Witnesses at his canonisation mention repeatedly in one way or another – that he was a man of patience, of humility, compassion, encouragement, cheerfulness, obedience, to name but a few, all so closely linked with patience. But, we may ask why ‘Rose of Patience?’ – what is the connection? Roses symbolise ‘love’. Love and patience are two words closely associated – St. Paul tells us in his letter to the Corinthians: ‘Love is patient’ – we cannot have true patience without love and we cannot have true love without patience. Patience is also linked to obedience – ‘the sign that thou hast this virtue of obedience’ said the eternal Father to St. Catherine, ‘is patience’. All these virtues shine forth so brightly in the life of our father, Dominic, and invite or rather, urge us to imitation.

So how does one learn to cultivate this most necessary virtue?
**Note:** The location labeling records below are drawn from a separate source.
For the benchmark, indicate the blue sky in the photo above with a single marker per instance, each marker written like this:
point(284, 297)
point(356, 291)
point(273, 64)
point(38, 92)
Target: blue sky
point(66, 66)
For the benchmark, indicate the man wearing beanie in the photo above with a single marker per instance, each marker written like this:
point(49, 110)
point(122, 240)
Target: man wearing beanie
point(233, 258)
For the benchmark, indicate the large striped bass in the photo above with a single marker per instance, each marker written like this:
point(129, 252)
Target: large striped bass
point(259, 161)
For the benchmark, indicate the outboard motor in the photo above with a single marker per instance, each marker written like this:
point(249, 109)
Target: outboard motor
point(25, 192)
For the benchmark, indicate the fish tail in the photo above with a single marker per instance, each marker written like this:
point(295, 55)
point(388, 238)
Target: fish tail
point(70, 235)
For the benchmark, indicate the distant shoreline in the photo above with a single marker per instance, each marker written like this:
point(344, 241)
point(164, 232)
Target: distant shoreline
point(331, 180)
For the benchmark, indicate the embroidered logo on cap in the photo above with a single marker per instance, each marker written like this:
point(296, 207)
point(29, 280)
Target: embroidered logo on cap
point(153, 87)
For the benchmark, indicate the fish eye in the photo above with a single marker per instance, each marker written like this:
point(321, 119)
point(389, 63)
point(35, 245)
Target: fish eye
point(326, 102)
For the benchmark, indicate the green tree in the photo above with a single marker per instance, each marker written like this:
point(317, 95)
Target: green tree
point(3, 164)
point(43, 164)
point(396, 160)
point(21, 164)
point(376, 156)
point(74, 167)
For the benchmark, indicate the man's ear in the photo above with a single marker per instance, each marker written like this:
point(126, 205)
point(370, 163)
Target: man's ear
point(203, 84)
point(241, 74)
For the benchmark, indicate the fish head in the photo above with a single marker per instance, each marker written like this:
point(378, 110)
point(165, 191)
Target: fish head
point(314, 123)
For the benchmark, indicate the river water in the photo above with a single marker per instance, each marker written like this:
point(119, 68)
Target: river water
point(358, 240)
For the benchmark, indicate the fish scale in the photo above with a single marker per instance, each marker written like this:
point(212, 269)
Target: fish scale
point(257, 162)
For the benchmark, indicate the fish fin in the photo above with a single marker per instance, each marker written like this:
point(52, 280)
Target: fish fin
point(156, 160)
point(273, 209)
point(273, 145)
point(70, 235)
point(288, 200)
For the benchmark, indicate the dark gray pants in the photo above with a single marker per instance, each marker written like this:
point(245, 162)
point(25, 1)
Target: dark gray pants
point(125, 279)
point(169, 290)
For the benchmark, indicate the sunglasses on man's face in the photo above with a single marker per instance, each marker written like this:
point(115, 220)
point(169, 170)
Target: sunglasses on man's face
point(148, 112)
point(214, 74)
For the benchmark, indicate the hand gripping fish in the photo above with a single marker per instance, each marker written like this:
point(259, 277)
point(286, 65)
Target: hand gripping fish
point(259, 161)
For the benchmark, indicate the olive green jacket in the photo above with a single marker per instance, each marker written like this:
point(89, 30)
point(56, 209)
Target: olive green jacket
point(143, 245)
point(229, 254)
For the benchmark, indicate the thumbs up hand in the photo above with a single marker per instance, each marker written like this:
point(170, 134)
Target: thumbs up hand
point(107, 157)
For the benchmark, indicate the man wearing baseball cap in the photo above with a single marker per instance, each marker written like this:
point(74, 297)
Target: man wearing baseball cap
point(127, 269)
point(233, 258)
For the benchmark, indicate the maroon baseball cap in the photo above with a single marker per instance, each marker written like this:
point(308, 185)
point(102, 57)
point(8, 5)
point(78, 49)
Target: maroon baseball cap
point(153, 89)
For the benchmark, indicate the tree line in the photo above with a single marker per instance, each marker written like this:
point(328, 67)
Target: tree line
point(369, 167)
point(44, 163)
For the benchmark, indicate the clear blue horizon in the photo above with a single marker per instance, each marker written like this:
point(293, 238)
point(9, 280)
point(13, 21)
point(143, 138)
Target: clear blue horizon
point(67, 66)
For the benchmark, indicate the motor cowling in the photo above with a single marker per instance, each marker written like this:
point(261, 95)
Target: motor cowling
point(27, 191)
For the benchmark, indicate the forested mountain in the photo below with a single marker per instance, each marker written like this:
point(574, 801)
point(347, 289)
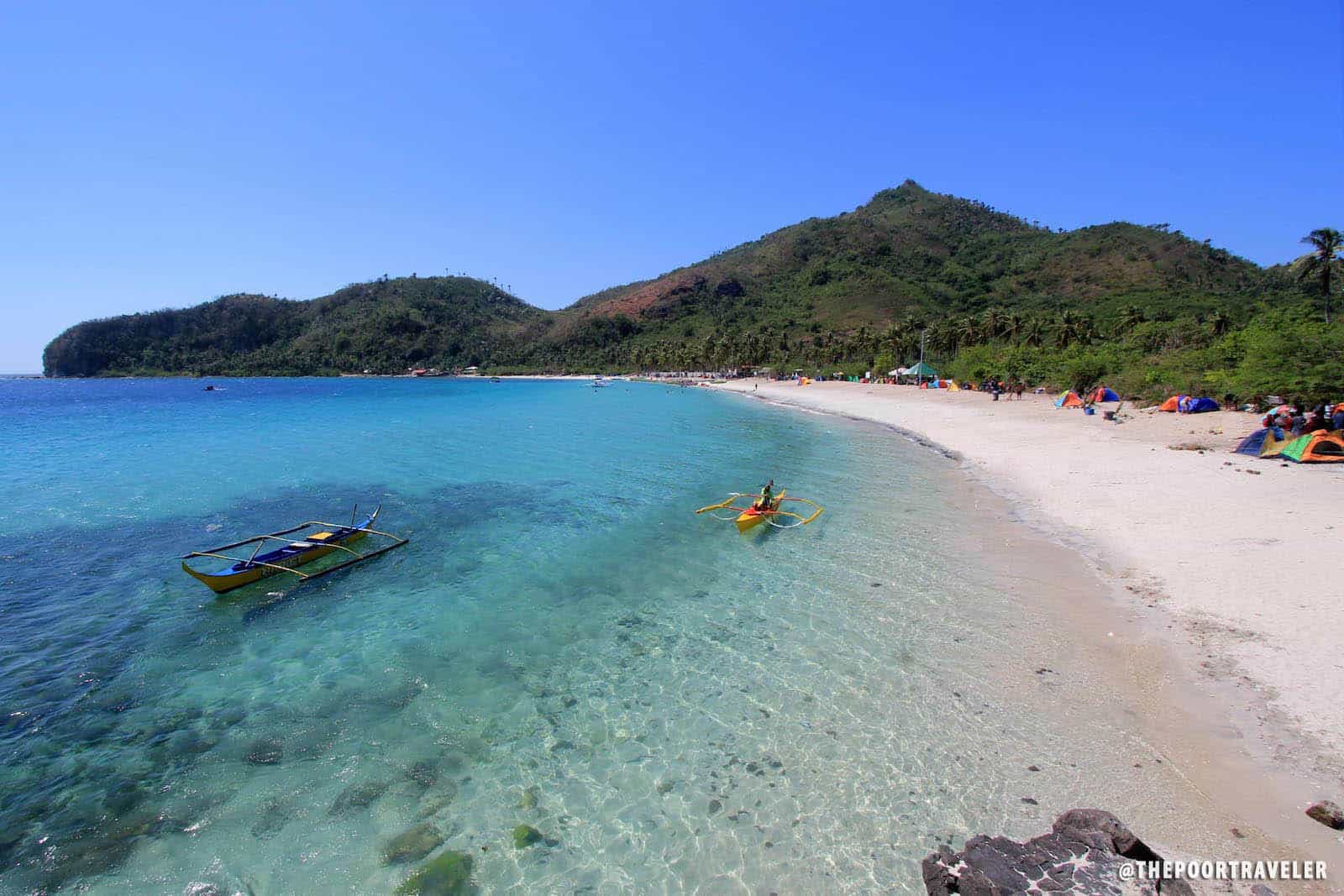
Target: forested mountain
point(991, 293)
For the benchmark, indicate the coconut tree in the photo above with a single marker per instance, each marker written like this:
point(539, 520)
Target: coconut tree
point(1131, 316)
point(1070, 329)
point(968, 331)
point(1034, 332)
point(1327, 244)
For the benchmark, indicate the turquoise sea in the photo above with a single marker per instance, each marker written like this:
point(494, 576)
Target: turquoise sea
point(675, 707)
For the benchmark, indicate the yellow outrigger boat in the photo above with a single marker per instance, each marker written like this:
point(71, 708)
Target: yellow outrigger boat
point(750, 516)
point(292, 553)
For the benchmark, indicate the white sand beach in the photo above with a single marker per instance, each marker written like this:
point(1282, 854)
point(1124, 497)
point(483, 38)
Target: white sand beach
point(1233, 557)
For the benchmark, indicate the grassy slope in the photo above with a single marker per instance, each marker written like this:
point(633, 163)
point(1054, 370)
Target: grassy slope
point(907, 254)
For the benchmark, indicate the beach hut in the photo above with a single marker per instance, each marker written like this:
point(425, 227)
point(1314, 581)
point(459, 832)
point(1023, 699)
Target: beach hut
point(1068, 399)
point(1254, 445)
point(1315, 448)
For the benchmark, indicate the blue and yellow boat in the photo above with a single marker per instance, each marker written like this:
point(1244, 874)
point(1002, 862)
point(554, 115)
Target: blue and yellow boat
point(295, 553)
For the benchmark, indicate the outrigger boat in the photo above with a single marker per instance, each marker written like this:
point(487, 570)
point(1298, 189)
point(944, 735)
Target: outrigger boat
point(750, 516)
point(307, 548)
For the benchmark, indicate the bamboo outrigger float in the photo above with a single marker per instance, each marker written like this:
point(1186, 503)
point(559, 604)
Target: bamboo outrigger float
point(293, 553)
point(753, 515)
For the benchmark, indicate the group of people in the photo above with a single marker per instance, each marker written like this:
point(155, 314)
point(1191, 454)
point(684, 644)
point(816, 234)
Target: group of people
point(998, 387)
point(1294, 418)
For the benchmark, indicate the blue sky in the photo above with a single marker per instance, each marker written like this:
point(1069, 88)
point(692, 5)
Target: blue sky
point(160, 155)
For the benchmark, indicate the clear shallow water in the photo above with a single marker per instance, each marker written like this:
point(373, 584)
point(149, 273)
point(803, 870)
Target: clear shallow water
point(562, 644)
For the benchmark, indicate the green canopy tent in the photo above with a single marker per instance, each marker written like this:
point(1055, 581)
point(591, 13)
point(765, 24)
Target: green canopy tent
point(922, 371)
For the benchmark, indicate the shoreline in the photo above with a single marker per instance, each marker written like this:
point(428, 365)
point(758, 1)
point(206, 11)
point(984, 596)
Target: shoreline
point(1196, 640)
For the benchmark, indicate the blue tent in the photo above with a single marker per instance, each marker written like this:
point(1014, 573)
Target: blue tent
point(1254, 443)
point(1198, 405)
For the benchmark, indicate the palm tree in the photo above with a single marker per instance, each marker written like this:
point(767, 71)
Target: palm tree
point(968, 331)
point(1131, 316)
point(994, 324)
point(1327, 244)
point(1034, 332)
point(1070, 329)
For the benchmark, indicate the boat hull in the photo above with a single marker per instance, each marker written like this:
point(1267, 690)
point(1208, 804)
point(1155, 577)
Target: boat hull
point(749, 520)
point(241, 574)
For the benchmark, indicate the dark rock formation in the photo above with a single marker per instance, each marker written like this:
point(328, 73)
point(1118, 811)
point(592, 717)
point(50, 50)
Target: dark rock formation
point(1081, 855)
point(1328, 815)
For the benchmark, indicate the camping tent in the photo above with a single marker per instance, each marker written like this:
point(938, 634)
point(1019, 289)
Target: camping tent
point(1198, 405)
point(1260, 441)
point(1315, 448)
point(1173, 405)
point(1274, 443)
point(1068, 399)
point(922, 371)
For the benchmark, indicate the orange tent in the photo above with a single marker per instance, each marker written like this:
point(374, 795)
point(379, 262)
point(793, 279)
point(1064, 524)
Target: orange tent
point(1315, 448)
point(1068, 399)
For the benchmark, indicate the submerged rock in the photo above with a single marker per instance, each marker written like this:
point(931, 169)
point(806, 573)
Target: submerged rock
point(275, 815)
point(448, 875)
point(1328, 815)
point(265, 752)
point(1082, 853)
point(413, 844)
point(437, 804)
point(524, 836)
point(360, 795)
point(423, 773)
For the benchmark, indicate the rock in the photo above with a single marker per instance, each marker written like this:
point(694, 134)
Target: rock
point(358, 797)
point(1082, 853)
point(448, 875)
point(275, 815)
point(1328, 815)
point(524, 836)
point(423, 774)
point(448, 793)
point(413, 844)
point(265, 752)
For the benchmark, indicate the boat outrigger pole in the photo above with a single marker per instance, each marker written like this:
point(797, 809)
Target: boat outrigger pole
point(292, 553)
point(752, 515)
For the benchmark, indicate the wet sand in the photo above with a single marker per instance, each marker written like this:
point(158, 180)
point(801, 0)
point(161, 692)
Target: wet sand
point(1226, 688)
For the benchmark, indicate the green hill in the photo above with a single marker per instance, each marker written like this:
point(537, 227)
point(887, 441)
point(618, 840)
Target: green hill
point(992, 293)
point(383, 327)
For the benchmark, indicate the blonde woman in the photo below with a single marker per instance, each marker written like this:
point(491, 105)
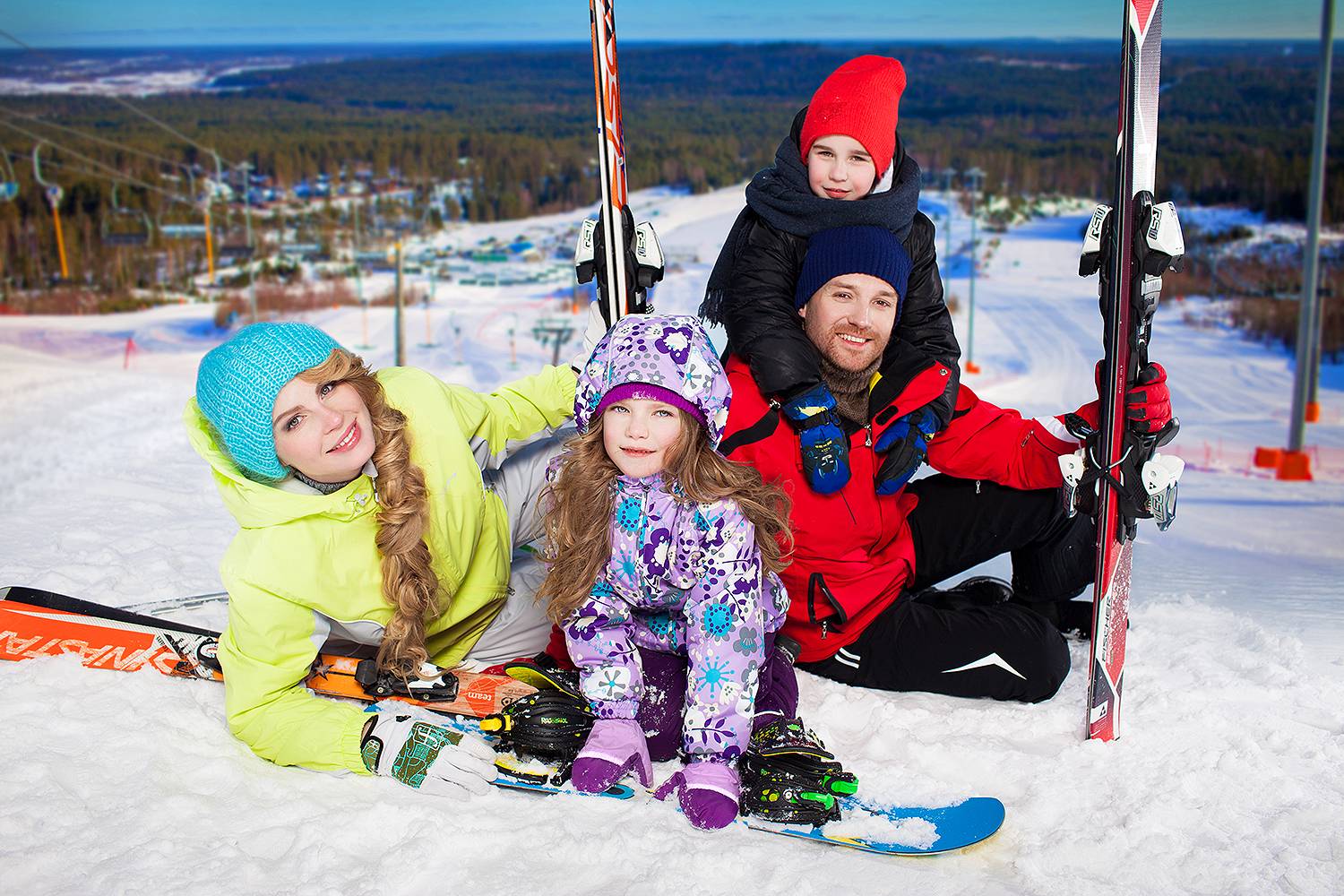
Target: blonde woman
point(367, 516)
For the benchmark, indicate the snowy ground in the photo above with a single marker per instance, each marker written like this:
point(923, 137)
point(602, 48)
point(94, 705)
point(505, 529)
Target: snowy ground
point(1228, 777)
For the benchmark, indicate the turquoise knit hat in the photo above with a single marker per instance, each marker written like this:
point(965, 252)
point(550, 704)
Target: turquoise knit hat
point(238, 382)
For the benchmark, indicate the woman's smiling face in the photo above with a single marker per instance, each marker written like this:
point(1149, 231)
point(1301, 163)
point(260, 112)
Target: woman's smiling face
point(323, 429)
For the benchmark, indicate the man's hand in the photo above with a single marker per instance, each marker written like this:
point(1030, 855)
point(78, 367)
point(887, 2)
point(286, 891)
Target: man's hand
point(903, 446)
point(1148, 403)
point(825, 449)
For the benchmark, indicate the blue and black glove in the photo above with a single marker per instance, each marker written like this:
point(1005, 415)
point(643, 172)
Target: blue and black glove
point(903, 446)
point(825, 449)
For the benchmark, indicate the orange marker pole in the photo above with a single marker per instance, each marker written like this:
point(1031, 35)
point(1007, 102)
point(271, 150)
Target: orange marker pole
point(61, 242)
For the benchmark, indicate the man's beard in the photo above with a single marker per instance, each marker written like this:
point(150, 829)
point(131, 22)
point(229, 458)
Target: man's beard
point(849, 387)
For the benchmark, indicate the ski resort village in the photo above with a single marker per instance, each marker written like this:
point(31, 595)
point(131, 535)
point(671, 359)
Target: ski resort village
point(819, 452)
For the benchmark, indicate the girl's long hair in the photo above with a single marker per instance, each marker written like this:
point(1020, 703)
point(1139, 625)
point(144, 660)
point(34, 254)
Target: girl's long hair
point(409, 581)
point(578, 509)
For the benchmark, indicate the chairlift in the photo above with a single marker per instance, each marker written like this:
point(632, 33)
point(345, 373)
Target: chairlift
point(183, 223)
point(54, 196)
point(123, 226)
point(10, 185)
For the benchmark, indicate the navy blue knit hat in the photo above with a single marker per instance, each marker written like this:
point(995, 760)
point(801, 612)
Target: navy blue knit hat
point(852, 250)
point(237, 384)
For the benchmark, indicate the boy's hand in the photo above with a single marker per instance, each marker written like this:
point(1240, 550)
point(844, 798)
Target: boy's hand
point(825, 449)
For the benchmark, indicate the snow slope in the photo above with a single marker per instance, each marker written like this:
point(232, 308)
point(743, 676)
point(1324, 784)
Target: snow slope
point(1228, 777)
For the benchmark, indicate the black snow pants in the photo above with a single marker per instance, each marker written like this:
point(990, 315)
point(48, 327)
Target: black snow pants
point(1005, 650)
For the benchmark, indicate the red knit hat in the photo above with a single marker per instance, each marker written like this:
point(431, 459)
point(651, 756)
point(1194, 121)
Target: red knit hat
point(857, 99)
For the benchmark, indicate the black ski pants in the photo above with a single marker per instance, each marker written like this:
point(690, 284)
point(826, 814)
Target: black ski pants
point(959, 648)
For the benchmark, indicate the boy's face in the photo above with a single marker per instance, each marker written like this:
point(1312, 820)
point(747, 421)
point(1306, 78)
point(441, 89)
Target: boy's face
point(840, 168)
point(849, 320)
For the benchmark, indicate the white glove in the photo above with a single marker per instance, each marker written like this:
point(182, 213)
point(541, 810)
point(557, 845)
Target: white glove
point(427, 756)
point(593, 333)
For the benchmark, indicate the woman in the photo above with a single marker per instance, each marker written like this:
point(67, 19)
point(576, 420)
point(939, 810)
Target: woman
point(366, 514)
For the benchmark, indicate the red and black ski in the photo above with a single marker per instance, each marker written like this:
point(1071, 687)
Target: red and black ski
point(1132, 244)
point(625, 260)
point(43, 624)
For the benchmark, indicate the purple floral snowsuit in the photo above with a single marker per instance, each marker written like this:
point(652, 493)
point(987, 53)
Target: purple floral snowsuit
point(683, 578)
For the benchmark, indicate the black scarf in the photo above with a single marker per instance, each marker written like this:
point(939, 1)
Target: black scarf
point(781, 198)
point(325, 487)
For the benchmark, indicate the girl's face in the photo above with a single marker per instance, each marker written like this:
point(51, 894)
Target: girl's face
point(840, 168)
point(323, 429)
point(639, 433)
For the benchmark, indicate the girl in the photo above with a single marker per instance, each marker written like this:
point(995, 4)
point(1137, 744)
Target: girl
point(841, 166)
point(367, 519)
point(663, 568)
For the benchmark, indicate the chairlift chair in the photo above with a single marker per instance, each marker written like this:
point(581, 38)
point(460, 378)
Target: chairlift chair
point(123, 226)
point(10, 185)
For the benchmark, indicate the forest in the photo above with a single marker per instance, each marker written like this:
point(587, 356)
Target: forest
point(516, 125)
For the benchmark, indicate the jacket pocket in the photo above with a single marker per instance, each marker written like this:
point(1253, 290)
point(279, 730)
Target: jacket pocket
point(817, 586)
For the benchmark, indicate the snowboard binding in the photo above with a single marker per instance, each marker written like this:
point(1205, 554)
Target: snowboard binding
point(789, 777)
point(548, 726)
point(433, 684)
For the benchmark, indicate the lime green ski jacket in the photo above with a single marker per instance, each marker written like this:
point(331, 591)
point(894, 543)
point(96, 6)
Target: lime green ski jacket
point(306, 564)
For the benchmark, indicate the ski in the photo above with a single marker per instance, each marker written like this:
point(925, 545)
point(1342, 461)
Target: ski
point(545, 767)
point(624, 258)
point(1131, 244)
point(43, 624)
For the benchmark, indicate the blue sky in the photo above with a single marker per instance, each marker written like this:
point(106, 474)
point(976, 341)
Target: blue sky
point(99, 23)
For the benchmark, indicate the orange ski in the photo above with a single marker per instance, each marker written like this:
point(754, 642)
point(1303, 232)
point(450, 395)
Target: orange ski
point(42, 624)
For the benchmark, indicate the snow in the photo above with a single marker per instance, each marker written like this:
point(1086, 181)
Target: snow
point(1228, 777)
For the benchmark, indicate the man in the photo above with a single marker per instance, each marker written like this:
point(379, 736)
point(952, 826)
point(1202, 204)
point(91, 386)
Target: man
point(865, 556)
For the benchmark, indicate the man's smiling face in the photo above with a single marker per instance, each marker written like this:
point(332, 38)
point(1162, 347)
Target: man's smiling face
point(849, 320)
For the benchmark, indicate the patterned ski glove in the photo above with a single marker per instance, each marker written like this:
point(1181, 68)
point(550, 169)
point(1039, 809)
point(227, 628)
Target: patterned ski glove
point(613, 748)
point(593, 333)
point(426, 756)
point(825, 450)
point(903, 446)
point(709, 793)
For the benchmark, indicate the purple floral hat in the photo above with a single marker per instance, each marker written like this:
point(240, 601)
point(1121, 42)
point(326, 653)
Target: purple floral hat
point(656, 357)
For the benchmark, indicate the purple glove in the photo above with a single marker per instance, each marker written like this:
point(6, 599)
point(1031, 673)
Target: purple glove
point(709, 793)
point(615, 747)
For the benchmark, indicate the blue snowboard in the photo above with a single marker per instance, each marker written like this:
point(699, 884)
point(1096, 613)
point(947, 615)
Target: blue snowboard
point(900, 831)
point(889, 831)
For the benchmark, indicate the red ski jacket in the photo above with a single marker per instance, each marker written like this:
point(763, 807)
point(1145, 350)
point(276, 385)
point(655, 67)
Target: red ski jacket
point(852, 552)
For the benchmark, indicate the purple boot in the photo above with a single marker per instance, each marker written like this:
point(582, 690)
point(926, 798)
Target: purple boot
point(613, 748)
point(709, 793)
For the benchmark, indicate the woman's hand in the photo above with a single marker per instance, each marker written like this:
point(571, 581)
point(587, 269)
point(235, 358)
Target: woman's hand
point(426, 756)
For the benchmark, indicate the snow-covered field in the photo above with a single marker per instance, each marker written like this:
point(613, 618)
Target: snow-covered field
point(1228, 777)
It cannot be achieved by sheer will-power alone – no, we must ask for it in humble prayer. How well St Dominic knew this as he spent long hours by day and by night communing with God in prayer. Alongside prayer, we turn for help and enlightenment to the holy Scriptures, we know St. Dominic constantly carried the holy Scriptures with him on his long journeys, and he would have been very familiar with the text in St. Paul’s letter to the Romans – ‘everything written in the Scriptures is written that we might have hope through the patience and encouragement which the Scriptures give’ – the letter goes on to say ‘God is the source of patience and encouragement’.

Blessed Jordan, St. Dominic’s successor, set himself the task of training the first nuns of the Order, in patience, which he rightly believed to be of utmost importance to the cloistered contemplative life as well as to every walk of life. He reminds us that it is the virtue of patience that will be subject to vigorous attacks by the Devil as the soul progresses.

The virtue of patience is so all embracing, not just patience with one another, but patience with God: ‘wait for the Lord, keep to his way’ the Psalmist tells us. and of course the need for patience with ourselves cannot be over estimated – it is a journey of a lifetime for most of us. Asking Jesus in humble prayer for his help as he told us to, is the only way: ‘Learn of me for I am gentle and humble of heart - true gentleness and humility are as we all realise, closely intertwined with patience.

So each evening, as we sing the Antiphon ‘O Lumen’ to St. Dominic and invoke his title ‘Rose of Patience’, let us make it our plea with him to foster continually in his sons and daughters, this pearl of great price.